Lead author Professor James Januzzi, Harvard Medical School, said: “High levels of certain biomarkers are indicators of heart and kidney complications and may help predict future risk of disease progression.
“Treatment with canagliflozin, a sodium-glucose co-transporter 2 inhibitor, lowered biomarker levels and reduced the risk of hospitalization for heart failure and other heart complications in people at the highest risk.
“It was reassuring to discover that canagliflozin helped reduce risks the most in people with the highest chances for complications.
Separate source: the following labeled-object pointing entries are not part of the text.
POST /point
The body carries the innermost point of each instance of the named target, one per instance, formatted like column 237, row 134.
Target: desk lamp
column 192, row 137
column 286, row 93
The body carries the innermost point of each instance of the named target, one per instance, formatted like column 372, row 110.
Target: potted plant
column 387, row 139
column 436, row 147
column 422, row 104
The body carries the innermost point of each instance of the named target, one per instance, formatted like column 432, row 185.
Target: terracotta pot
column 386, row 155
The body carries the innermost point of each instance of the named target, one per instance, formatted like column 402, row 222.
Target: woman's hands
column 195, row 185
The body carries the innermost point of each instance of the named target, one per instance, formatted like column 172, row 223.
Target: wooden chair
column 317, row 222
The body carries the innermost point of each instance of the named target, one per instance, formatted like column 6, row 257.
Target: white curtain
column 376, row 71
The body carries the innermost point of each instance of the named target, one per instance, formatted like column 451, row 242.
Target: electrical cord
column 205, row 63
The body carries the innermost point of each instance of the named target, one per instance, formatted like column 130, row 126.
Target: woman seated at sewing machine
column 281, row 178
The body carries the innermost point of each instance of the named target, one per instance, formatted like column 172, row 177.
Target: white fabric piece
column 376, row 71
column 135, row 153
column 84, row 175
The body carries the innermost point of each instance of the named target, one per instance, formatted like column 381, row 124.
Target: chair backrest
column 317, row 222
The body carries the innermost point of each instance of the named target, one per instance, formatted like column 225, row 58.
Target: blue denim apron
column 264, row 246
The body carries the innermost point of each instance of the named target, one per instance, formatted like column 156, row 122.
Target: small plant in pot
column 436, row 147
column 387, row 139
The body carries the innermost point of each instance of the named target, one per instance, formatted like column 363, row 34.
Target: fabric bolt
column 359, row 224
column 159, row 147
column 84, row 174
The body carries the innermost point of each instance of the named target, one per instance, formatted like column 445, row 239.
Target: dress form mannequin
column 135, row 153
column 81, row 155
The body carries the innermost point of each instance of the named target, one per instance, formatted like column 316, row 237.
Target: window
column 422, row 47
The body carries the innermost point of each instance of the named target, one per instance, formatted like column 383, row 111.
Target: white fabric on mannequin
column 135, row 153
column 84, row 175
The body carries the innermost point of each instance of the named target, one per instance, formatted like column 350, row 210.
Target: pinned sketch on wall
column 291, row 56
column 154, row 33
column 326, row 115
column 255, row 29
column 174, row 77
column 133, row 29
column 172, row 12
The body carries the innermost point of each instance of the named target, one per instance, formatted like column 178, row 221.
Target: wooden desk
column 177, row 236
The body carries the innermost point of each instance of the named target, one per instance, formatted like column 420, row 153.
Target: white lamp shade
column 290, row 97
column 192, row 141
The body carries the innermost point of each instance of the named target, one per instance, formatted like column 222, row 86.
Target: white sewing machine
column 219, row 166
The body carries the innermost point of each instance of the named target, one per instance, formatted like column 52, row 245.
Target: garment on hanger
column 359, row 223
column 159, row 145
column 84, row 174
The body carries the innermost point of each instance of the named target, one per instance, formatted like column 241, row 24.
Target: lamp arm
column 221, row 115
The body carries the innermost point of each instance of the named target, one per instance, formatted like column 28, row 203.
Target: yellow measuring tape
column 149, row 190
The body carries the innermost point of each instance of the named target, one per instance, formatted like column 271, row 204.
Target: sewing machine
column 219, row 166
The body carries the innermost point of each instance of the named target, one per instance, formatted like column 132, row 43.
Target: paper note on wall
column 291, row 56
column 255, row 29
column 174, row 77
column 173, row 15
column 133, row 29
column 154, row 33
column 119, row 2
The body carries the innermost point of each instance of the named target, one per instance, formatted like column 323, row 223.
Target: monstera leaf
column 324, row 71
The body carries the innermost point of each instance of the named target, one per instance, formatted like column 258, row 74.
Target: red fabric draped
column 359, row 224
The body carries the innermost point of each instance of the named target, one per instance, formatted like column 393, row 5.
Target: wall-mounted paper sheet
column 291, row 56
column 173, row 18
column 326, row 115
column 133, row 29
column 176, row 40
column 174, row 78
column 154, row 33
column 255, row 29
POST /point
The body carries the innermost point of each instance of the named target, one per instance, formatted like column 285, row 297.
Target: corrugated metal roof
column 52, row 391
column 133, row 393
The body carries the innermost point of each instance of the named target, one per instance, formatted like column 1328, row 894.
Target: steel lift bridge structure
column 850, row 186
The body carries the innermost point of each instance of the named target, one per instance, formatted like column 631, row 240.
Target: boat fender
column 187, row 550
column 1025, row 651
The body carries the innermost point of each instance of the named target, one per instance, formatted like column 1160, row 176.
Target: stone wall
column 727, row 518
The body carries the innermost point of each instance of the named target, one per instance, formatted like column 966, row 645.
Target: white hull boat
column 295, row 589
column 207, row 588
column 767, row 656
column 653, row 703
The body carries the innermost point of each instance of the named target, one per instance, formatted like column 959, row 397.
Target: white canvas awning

“Future studies are needed to better understand how Type 2 diabetes in conjunction with kidney disease develops and progresses so that we may initiate life-saving therapies earlier before symptoms of heart and kidney disease have occurred.
“Given that the American Heart Association/American College of Cardiology and the American Diabetes Association now all recommend measurement of biomarkers to enhance the ability to predict risk in persons with Type 2 diabetes, these results may considerably extend the reach of biomarker-based testing, refining accuracy even further.”
Researchers analyzed the biomarker data from 2,627 people’s blood samples to study the effect of canagliflozin.
The four indicators were studied one and three years into the study published in Circulation.
Each biomarker was assessed on how it could prognose kidney problems and risk of death from kidney or cardiovascular disease.
Patients were separated into low, medium and high-risk categories.
Those at a higher risk – as suggested by the biomarkers – had a dramatically higher risk of progressive kidney failure and cardiovascular complications during the three-year period.
The four biomarkers analyzed in the study were: N-terminal pro–B-type natriuretic peptide; high-sensitivity cardiac troponin T; growth differentiation factor-15; and insulin-like growth factor binding protein 7.